Natural resource over exploitation is the only last resort by the poor societies. Even though they are not deliberately determined to degrade the environment which they live in but they lack resources to evade degrading it. When the poor find it hand to attain adequate fuel they end up using the biomass fuel such as the animal dung and crop residues. These materials improve the soil fertility and so non-replenishment leads to exhaustion of the soil and continual degradation of land.

There is an immediate trade-off promoted by poverty forces between cooking fuel demands and the manure which replenish the nutrients used up from the soil during cultivation. They are however said to be ignorant on promoting environmental sustainability as their present lives matters a lot.
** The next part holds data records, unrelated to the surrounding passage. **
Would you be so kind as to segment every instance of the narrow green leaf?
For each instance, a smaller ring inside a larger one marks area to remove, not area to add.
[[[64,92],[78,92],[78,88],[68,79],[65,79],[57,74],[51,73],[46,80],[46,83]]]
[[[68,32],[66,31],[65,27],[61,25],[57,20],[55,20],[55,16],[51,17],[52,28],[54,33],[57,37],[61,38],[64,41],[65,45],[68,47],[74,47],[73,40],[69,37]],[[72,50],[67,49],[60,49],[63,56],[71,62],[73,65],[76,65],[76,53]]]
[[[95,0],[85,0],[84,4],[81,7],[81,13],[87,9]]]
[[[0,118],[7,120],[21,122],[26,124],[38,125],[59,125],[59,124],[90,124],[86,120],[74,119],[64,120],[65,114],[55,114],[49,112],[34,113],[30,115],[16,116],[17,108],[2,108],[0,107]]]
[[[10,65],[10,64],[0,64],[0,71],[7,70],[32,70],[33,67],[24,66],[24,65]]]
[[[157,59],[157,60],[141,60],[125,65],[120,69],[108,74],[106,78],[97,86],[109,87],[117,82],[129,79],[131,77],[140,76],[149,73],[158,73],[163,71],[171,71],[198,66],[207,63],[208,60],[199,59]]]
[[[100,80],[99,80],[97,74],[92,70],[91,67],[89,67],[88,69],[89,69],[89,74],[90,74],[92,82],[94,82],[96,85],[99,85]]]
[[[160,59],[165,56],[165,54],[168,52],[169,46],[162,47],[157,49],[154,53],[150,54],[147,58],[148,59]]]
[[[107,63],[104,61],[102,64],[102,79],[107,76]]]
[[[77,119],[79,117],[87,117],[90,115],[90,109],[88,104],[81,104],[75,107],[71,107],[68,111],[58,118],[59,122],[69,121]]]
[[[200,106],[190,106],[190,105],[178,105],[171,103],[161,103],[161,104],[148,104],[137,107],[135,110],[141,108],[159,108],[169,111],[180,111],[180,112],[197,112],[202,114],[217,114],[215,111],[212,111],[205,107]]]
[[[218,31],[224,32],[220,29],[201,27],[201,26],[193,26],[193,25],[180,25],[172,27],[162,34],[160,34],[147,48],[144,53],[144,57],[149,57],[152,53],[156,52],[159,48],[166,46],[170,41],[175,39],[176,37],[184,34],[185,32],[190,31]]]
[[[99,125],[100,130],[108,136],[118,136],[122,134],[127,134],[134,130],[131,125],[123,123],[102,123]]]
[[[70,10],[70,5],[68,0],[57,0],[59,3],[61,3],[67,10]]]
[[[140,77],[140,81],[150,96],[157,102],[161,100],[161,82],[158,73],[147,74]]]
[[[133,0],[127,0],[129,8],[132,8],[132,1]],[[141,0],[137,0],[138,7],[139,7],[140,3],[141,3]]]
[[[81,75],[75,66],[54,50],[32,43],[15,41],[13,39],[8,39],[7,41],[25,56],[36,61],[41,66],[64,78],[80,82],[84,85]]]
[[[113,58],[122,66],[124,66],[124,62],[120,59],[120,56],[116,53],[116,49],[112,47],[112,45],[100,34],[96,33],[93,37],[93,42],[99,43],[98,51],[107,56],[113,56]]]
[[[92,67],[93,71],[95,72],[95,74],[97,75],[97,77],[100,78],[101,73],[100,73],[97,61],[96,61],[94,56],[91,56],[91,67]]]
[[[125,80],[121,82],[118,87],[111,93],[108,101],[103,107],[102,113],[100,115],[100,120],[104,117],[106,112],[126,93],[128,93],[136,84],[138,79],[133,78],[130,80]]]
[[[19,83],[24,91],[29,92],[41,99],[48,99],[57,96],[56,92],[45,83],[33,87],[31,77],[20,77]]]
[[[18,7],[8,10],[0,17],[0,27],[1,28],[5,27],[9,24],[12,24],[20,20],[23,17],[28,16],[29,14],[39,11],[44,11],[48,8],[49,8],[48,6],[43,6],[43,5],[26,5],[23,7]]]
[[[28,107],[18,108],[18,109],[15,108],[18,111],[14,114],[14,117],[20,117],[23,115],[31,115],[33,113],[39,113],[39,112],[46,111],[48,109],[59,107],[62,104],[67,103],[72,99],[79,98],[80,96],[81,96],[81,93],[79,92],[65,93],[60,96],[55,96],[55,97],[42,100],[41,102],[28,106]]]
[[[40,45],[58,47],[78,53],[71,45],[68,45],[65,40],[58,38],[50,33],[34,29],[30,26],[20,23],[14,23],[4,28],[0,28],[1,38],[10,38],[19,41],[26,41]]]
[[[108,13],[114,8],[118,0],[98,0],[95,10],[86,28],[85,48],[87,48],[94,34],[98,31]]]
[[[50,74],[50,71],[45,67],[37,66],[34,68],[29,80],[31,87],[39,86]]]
The exploitation of land extremely to exhaustion in just for one simple reason: no intended interest in safeguarding an asset which is not they possession.
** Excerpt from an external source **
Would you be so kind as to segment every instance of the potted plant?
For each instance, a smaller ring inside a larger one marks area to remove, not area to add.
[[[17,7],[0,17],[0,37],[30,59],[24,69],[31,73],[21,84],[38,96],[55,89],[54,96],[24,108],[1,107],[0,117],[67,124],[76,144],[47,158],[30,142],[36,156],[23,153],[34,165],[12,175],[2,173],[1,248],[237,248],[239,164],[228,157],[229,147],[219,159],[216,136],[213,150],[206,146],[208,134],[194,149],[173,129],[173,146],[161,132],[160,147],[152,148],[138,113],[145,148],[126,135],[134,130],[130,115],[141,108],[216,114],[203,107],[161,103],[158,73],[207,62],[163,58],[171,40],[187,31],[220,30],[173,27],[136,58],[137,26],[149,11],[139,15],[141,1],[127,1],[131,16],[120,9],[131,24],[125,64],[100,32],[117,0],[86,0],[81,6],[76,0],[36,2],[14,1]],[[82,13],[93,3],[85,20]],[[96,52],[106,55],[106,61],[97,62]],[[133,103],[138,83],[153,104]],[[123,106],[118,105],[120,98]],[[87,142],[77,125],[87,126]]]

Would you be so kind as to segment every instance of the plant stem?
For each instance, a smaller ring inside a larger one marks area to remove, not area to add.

Scherr’s (1999) study found that:

The poor are implicated in only a part of this degradation and its consequences. Wealthier farmers, agricultural investors, and multinational corporations typically control much more total land area than the poor, and have played a prominent role in large-scale clearing of natural vegetation, over-use of agro-chemicals, large-scale degradation of grazing lands, over-exploitation of soils for export production. (par 6).

In conclusion, it is believed that as human beings become poorer they exert excessive pressure to the natural resources. This results into decreased quality of air, water, and soil. They always lack any means of surviving thus depending only on available natural resources. The consequential result of their activities is the environmental degradation which increases more poverty.

Even though there are other causes of environment degradation such as population increase, urbanization and institutional factors, poverty is behind them as the constraining factor. For instance, when the poor communities strive to develop in their economy through urbanization they end up using poor technologies as they are limited to the right technology on inadequacy of funds. Poverty therefore, cannot be separated from environmental degradation a major environmental problem.

They are intertwined in their state where one worsens the other. For the promotion of environmental sustainability to be achieved then, poverty must be alleviated first as it is one of the leading factor that leads to environmental degradation, “substantive integration directly addresses the real world problems to which sustainable development was intended to respond- continuing environmental degradation and growing global poverty (Institute& John, 2002 pp 52).

References

Ali-Akpajiak, S., & Pyke, T. (2003). Measuring poverty in Nigeria. New York: Oxfam.

Institute, E., & John C. (2002). Stumbling toward sustainability. Mexico: Environmental Law Institute.

Killick, T., Steve, K., & White, H., (2001). African poverty at the millennium: causes, complexities, and challenges. New York: World Bank Publications.

McNicoll, G. (2010). Population and Poverty: the Policy Issues, Part 1. Web.

Prakash, S. (1997). Poverty and Environment: Linkages in Mountains and Uplands: Reflection on the ‘Poverty Trap’ Thesis – 8131iied. New York: IIED.

Scherr, S. (1999). Poverty-Environment Interactions in Agriculture: Key Factors and Policy Implications. Web.